Thanks for pitching in here as well.

Isn’t DLSS 2.0 only limited to working on RTX cards? Also I heard that they could be expensive in terms of performance. It’s also not yet available in UE4 last I checked.

Sadly TAA has other issues other than blurriness, smearing of fast moving small objects on screen (think strategy game), particle detail and trails disappearing and fading (even with TAA compensation enabled), Texture blurring, over all muddying of image with sharpening filter + Smearing issues more apparent with this filter.

There’s always a compromise I suppose, MSAA seems to perform pretty well so long as the values aren’t extreme and using up sampling screen percentage a bit with low MSAA could also help the image. Sadly the few issues I mentioned above still create those shortcomings to watch out for.

Hi,

Since it is stated to run on the tensor cores of the GPU, it is limited to RTX 20 series and upwards.

Generally speaking, the tensor cores are not used for anything else besides doing tensor operations and are dedicated hardware to speed up training and evaluating of neural networks. So they are not used in unreals rendering pipeline. [HR][/HR]
MSAA is used to remove aliasing of an image, so for example UE would render the image at 1080p, and MSAA would only remove aliasing, but again output 1080p.

DLSS is super resolution.
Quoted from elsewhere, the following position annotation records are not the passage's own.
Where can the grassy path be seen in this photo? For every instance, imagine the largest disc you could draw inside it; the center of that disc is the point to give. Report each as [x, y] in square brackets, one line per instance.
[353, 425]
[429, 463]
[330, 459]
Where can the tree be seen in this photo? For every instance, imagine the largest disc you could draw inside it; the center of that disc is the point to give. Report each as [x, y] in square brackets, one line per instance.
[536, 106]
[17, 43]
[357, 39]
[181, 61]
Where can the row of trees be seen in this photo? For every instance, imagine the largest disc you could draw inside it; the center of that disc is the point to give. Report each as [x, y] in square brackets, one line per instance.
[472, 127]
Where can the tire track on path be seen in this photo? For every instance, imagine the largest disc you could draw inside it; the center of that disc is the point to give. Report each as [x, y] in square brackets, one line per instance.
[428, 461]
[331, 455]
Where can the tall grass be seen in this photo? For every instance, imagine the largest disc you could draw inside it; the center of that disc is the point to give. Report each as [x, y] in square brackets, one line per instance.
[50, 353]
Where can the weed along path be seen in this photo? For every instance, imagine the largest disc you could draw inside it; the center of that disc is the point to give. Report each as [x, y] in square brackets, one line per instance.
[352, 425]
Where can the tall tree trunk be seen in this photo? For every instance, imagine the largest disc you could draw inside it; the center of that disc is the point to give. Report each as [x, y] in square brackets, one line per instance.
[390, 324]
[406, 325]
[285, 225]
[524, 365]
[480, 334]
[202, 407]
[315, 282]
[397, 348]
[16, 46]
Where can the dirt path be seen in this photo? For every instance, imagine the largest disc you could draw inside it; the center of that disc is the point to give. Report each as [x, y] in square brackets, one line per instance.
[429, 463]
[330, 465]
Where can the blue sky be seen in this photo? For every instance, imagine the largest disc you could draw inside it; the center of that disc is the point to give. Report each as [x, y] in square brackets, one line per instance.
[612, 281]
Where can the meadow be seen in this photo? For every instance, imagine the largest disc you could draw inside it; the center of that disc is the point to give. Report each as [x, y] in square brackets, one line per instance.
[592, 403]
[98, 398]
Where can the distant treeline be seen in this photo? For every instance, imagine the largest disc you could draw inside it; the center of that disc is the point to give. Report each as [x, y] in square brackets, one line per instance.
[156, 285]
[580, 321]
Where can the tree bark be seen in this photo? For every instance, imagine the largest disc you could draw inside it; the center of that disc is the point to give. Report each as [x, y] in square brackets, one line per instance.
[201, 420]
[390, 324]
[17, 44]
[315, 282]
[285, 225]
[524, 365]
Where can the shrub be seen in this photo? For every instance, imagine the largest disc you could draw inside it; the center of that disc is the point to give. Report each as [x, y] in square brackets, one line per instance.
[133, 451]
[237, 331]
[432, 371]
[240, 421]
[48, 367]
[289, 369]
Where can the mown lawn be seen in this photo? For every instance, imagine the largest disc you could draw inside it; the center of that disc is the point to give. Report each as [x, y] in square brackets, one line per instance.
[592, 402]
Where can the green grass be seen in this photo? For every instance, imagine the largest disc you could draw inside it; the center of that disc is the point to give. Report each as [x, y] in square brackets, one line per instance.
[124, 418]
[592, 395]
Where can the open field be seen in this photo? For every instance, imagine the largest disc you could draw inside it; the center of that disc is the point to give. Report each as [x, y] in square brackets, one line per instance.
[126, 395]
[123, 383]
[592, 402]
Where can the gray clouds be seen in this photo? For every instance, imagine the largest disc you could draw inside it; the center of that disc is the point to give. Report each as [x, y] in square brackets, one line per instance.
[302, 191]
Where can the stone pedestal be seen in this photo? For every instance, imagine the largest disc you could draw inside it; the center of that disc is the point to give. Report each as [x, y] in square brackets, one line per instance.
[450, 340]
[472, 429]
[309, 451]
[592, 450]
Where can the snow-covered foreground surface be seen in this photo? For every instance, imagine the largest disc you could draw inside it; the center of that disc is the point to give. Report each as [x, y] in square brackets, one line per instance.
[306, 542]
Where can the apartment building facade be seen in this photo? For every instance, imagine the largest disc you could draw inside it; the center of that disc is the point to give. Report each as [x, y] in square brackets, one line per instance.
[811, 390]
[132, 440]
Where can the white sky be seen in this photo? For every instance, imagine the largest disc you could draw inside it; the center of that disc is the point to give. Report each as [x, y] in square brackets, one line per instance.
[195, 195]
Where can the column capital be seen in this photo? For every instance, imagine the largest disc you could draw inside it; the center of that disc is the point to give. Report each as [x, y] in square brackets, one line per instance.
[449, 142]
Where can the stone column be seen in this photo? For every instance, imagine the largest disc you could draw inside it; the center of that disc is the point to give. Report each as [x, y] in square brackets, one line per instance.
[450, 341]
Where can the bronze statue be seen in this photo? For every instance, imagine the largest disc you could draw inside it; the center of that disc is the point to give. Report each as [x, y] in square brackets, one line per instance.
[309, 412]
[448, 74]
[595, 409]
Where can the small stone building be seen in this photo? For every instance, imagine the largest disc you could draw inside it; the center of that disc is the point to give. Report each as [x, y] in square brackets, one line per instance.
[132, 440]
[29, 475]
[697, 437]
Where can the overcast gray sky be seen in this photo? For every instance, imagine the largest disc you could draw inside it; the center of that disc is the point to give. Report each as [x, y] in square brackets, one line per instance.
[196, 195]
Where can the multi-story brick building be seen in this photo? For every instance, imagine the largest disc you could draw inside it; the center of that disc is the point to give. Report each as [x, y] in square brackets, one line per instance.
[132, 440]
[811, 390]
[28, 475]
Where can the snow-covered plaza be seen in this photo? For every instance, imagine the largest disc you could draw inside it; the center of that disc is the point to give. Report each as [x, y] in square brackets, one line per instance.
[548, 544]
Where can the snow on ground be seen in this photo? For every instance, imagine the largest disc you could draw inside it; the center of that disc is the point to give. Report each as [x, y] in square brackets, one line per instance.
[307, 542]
That means UE still renders at 1080p, but the image you get as result after the neural network will be higher resolution (4k) and without aliasing since the reference images to train the network were at 16k.
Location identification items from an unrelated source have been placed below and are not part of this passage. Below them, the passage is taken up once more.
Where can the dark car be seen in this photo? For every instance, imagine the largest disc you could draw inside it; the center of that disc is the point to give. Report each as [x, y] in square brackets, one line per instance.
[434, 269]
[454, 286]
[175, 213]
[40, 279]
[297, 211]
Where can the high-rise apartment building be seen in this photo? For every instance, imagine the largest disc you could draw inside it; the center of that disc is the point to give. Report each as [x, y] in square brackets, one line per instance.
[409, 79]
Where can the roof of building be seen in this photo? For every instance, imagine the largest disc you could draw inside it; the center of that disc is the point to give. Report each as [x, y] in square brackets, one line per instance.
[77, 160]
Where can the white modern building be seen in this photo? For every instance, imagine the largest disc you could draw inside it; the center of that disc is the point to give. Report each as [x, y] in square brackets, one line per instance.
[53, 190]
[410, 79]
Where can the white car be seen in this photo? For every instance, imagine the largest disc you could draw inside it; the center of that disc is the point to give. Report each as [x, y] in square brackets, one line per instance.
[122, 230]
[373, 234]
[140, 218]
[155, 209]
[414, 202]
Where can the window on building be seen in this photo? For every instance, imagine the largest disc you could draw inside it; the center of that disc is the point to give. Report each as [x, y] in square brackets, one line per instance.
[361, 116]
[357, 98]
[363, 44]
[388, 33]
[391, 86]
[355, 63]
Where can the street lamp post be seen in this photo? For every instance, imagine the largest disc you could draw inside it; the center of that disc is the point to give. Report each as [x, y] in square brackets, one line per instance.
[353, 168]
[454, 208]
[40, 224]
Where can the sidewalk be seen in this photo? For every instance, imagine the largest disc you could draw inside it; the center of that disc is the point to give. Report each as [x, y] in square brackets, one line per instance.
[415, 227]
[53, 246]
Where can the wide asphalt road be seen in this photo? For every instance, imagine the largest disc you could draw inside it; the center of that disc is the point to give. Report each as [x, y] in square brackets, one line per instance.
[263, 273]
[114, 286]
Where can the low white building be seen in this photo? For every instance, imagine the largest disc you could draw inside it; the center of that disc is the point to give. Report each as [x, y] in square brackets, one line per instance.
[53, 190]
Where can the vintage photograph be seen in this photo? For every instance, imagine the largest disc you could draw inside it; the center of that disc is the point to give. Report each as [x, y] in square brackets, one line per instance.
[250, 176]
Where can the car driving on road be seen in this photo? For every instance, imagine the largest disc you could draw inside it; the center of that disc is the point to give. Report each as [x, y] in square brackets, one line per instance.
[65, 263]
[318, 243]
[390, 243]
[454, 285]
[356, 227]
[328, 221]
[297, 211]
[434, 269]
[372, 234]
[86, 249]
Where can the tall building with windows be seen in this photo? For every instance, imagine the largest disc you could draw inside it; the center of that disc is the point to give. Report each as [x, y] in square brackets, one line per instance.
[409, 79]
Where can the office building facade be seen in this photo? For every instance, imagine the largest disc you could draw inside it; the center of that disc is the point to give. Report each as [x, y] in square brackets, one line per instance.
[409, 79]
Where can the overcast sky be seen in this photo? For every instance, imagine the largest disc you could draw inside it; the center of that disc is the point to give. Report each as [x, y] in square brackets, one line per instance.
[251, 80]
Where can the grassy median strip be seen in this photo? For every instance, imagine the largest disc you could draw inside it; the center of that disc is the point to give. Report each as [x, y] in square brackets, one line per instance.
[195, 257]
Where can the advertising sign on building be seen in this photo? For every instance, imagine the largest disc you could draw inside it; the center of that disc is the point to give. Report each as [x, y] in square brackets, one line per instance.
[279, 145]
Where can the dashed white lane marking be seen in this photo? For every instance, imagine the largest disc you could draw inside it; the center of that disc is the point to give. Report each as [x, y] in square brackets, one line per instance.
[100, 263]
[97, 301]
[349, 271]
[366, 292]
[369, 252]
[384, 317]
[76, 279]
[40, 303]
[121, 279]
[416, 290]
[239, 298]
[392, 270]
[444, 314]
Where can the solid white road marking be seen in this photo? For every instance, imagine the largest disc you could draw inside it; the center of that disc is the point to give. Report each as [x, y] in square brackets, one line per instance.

Therefore it seems to be better to compare performance between 4k with MSAA and 1080p with DLSS, since both will then output 4k. Of course there is also the quality of the image you get when using DLSS compared to directly render 4k with MSAA…
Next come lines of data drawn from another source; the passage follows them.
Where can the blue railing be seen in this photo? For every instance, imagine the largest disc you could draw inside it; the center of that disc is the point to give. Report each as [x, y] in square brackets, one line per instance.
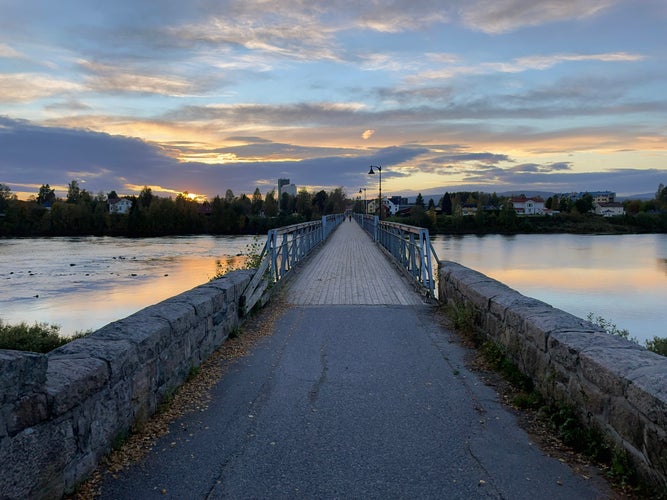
[410, 247]
[285, 247]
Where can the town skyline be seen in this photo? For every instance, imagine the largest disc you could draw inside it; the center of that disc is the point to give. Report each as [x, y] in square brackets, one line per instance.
[508, 96]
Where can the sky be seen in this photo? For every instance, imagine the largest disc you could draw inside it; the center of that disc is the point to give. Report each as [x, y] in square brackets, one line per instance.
[202, 96]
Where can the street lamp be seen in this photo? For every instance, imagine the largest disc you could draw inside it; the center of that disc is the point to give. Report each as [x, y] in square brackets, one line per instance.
[365, 204]
[371, 172]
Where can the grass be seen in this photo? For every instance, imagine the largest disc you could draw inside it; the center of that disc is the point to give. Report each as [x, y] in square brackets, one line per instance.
[657, 345]
[253, 258]
[563, 421]
[40, 337]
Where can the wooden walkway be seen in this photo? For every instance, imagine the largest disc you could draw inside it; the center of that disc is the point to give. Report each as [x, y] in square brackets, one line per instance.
[350, 269]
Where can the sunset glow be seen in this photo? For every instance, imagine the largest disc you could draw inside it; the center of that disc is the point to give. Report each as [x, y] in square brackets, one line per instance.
[512, 95]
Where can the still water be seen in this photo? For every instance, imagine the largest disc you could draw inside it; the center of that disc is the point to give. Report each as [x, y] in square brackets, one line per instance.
[85, 283]
[622, 278]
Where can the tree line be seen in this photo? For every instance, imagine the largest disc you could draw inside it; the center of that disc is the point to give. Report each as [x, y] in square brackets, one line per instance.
[496, 214]
[82, 213]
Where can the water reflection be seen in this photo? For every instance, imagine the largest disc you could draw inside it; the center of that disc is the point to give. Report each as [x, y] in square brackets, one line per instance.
[609, 276]
[85, 283]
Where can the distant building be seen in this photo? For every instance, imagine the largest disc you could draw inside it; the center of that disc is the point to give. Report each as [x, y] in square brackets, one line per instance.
[610, 209]
[598, 196]
[389, 205]
[120, 206]
[284, 186]
[398, 200]
[528, 206]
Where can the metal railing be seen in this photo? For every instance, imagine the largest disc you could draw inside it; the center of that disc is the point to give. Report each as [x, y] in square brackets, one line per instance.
[285, 247]
[410, 247]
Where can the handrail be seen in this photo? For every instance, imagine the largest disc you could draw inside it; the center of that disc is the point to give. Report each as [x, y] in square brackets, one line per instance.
[285, 247]
[409, 246]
Does enabling MSAA somehow interfere with deferred rendering since it requires the forward renderer?

I suppose that greatly limits things for a game which is also expected to run nicely on non RTX cards.

So I guess this is like “Up-scaling” or faking 4K, it is using neural network to approximate higher resolutions, I wonder how well it works on very fast moving small objects, if it is artifact prone.

Since you can’t have MSAA with deferred I suppose it wont interfere in anything deffered, but if you mean if it interferes with Deferred elements of the Forward+ Renderer then so far I haven’t come across any such issues other than the ones Forward can’t handle such as the examples I gave above, Decals, D-Buffer, Motion blur artifacting. Also you can’t enable MSAA when using Deferred anyway but you can choose to have TAA with forward.

It is impossible to efficiently achieve feature parity between forward and deferred shading, therefore it makes perfect sense former has not received any love, considering that demand for games with seamless visual experience is abysmally low these days.

What do you mean by that?

Regarding Forward yes its sad to see this, but how much of a fuss is it from an engineering perspective to make D-Buffer work correctly with MSAA in Forward? If they could fix just that feature I think it will be enough for now.

making it work on decals would be great and all, but it doesn’t even work correctly on regular geometry right now.

plz fix epic

Isn’t the Decal issue and the D-Buffer issue the same problem? Decal use D-Buffer and so MSAA is not working on it. I second the cry for help from Epic on this.

There is strong general preference for good visuals rather than seamless visuals. Seamless, in the context, is either delivering the effect within a single frame, or not doing it at all, rather than trying to fit it in by performing it in lower resolution, spatially or temporally.

D-Buffer is a thing bound to solve a very particular issue and really has no place in MSAAed forward pipeline, so there would be nothing to solve here.

Perhaps I am misunderstanding what you are trying to say, there is clearly an issue with MSAA and D-buffer related effects, MSAA doesn’t apply on them and they result in jaggy edges. For instance Decals and materials that use D-buffer to create such effects suffer from this. Is this not something solvable? Another example would be when you create a simple fog sheet with depth fade in the material with forward renderer, everything rendering on top or beneath this fog sheet will result in having no MSAA and appear jaggy.